Chapter 1

Ethan

I was dreaming…

The wind howled violently, making the vines of the enormous willow beat against the fragile glass of the second floor bedroom window, coinciding with the powerful pouring raindrops pounding furiously on the solid tin-coated roof of the large antique building.

I watch myself lay tossing and turning beneath the sheets that lay gently caressed every inch of my body like a woman of the night.

Unable to dismiss the desires of my body, every drop of perspiration slid slickly down my neck into the puddle now forming on my chest.

My imagination making me leap from scenario to scenario, flipping through my mind, causing me to moan uncontrollably with convincing passion of what was happening.

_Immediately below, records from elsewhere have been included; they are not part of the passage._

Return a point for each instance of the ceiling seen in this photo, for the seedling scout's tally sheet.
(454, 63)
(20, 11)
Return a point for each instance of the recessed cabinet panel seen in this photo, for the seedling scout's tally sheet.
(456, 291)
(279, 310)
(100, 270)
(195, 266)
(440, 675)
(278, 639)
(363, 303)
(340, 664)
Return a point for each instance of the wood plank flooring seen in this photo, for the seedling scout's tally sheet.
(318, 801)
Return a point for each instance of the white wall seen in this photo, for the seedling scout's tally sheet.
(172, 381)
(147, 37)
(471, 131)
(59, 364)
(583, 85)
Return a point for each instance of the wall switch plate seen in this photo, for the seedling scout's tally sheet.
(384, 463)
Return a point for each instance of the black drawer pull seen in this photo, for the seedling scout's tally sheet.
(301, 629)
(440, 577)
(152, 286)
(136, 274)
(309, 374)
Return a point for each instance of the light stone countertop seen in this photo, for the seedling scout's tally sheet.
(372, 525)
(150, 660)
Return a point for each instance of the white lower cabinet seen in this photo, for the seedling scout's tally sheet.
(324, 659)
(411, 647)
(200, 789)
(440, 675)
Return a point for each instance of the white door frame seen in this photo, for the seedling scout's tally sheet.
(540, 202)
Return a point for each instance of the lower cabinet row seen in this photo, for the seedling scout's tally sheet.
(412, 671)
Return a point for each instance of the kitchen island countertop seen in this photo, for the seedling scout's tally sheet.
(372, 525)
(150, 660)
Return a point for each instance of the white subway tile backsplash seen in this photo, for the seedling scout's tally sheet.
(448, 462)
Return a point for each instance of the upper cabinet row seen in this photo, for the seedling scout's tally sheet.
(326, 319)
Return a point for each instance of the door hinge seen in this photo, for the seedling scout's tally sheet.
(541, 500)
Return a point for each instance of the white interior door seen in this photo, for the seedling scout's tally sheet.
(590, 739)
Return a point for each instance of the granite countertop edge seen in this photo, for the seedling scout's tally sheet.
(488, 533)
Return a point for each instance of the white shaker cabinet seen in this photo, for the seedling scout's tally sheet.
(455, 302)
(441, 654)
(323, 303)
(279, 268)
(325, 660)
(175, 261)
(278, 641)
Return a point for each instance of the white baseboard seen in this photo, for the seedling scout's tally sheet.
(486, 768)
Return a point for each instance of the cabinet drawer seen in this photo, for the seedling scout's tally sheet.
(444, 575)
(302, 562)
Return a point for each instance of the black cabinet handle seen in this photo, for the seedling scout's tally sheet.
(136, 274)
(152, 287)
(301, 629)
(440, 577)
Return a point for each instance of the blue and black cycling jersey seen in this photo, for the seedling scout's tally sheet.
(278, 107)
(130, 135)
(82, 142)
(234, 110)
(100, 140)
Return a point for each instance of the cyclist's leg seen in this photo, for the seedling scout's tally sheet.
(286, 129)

Every rumble of thunder and flash of luminescent lightning matched the energy of my actions caused by the trepidation of my wanted, but at the same time unwanted, visitor.

At a never before peak, reaching new levels of temptation, I let the emotion flood from my body in waves, felt only before in circumstances of pure, self-induced pleasure. This visitor, one of a kind, relentlessly attacking the simple, gentle mind of the victim, leaving an everlasting imprint on the body as final adjustments are made and goodbyes are welcome.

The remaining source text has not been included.